The donkeys have a saddle which has a little railing back 

The water jugs are of different shape from those at Fayal. The Fayal jugs are shaped

The Terceira jugs have a larger opening

and there are others like this

They also have absurd little wheel barrows with one small wheel in front

There are very large chimneys on every house which gives a very different effect to the houses from those at Fayal. The chimneys are like this

Tiles on the top. The tiles on the roofs project some distance and are painted pink underneath. As a whole the town seems older than Horta. The women have the reputation of being pretty and we saw more pretty faces in the few hours we were there than in all the time we have been at Horta, but the women cannot compare with those at Flores. There are horses here and better looking donkeys and mules. We saw several bookstores. On the top of a high hill was the place where the bull-fights are witnessed – circular stone (like the stone walls) building and we thought we could see a row of spectator’s seats around the top. We took a long rid through one or two villages and into the heart of the country. We saw a great many large fig trees, some [?] orange & nespras, few flowers and on the hill tops real bona fide woods, pine and American looking trees. Some of the valleys too were full of trees, the brooks seemed dry and everything gave me – the others did not seem to notice it – the impression of a cool climate. We stopped at  house where wooden shoes were being made, to take a drink of wine at a shop and bought some cookies and fed the children with candy. Each child kissed it’s hand to you as a sign of gratitude. Their manners were charming.

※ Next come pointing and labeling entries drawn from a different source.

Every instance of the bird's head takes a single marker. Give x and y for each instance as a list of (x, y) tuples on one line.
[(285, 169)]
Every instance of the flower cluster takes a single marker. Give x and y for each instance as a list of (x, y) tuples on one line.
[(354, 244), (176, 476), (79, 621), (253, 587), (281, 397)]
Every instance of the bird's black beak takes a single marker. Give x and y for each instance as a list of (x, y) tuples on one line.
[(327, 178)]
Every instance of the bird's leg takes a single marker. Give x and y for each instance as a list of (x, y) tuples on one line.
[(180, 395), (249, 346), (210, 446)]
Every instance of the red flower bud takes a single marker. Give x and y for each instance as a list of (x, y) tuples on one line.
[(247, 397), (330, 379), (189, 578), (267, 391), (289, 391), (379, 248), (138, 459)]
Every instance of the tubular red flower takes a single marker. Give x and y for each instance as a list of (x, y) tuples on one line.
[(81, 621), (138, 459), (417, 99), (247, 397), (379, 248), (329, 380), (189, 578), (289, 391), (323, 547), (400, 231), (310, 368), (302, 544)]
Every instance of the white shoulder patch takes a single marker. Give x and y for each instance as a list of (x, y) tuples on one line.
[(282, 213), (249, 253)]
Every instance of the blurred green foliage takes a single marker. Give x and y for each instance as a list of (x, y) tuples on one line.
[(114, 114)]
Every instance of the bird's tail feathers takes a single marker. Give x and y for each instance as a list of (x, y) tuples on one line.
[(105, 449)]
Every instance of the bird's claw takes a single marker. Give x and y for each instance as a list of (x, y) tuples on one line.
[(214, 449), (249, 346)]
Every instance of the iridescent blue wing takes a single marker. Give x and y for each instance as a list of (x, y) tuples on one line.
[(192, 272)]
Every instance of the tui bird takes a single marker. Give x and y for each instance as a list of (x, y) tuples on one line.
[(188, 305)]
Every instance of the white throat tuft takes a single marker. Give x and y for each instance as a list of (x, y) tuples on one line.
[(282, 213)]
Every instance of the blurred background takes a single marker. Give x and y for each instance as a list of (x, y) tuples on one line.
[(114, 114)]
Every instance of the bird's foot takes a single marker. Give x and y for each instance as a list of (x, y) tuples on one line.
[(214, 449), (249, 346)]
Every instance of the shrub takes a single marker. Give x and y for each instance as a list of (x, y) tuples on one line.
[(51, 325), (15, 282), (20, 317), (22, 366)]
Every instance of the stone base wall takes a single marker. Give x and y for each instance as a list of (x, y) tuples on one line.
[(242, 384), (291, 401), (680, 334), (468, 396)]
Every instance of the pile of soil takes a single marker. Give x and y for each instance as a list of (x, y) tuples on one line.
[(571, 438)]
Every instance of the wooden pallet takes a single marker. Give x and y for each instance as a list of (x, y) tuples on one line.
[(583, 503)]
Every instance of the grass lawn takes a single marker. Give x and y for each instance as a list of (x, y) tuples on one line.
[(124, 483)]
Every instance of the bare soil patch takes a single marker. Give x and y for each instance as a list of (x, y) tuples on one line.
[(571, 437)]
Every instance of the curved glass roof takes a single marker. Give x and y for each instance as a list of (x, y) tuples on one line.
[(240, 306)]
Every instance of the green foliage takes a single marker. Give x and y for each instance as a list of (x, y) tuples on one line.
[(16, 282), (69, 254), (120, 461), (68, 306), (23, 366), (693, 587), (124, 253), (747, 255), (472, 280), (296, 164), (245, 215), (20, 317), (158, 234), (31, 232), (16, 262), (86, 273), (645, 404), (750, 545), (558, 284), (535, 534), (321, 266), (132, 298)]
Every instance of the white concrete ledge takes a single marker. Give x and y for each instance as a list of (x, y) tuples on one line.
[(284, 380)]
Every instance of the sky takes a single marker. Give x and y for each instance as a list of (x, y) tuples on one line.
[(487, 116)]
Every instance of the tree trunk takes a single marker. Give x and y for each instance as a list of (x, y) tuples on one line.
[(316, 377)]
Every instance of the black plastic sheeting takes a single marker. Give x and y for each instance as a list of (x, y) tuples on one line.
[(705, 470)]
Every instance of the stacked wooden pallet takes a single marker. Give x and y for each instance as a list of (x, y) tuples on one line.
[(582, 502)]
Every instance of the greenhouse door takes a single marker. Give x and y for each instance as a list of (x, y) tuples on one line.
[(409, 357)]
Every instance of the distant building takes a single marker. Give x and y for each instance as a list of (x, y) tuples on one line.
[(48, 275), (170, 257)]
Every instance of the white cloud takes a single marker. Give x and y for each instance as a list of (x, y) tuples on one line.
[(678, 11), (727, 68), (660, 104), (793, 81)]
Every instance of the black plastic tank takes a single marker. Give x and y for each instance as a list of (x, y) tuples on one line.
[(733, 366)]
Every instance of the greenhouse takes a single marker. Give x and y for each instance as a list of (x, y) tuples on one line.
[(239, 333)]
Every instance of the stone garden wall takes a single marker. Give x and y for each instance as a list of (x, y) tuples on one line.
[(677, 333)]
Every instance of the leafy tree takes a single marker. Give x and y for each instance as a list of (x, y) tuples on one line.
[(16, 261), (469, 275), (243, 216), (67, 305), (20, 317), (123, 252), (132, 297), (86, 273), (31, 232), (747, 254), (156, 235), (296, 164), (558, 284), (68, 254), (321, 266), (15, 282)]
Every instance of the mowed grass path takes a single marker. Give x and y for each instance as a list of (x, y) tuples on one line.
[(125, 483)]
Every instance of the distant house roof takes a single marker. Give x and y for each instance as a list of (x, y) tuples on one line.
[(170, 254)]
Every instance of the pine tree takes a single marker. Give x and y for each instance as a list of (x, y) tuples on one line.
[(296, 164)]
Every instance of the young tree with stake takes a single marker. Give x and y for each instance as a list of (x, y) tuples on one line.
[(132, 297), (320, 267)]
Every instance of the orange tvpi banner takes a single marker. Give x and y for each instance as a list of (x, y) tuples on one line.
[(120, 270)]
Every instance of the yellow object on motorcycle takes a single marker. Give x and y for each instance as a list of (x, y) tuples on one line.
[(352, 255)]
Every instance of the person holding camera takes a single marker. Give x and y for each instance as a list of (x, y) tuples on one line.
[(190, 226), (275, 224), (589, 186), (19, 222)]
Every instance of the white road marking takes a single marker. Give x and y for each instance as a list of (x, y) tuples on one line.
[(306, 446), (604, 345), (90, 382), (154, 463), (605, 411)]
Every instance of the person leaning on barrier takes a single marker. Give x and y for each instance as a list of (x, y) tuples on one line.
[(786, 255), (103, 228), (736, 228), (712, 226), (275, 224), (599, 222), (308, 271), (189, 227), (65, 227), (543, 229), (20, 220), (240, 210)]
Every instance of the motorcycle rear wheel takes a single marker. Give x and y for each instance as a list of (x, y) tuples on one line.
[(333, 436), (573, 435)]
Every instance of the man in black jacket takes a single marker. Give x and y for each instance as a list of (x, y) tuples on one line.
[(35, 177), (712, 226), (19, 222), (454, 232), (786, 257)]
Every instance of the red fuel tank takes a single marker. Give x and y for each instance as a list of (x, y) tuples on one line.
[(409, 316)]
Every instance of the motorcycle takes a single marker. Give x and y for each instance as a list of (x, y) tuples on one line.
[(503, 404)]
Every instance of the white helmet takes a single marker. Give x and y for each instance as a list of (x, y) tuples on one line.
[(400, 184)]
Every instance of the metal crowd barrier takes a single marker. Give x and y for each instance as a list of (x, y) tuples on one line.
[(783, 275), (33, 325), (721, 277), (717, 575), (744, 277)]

We dined at the Hotel Terceira a dirty place where we had our first thoroughly Portuguese dinner. There was everything on the table at once as is the Portuguese custom. There were two soup tureens containing all kinds of vegetables & herbs, like cabbage & mint and a spoonful from each was put in to your soup plate – then we had a dish containing salt pork, corn-beef, sausage and liver. Course No 2 then a boiled beef with tomato sauce, peas were served with it. No 3 – was roast veal with potatoes – No 4 walnuts and nespras, and we had Pico wine. We played Whist after dinner. Then starting to the Bull fight, which I was especially desirous of seeing, found that our steamer was going to leave too soon for us to see anything of it. We were disgusted. Mr Sanisberry came to the pier to see us off at 5 o’c. He seemed to feel very sorry to say goodbye and I was more son. He is such a splendid fellow. We hope to meet him again on our return by the Sara. He told me last night all about his engagement and his business affairs, and of the noble deeds of Mr Dabney & his son – of how they recently saved five lives at the risk of losing their own, etc.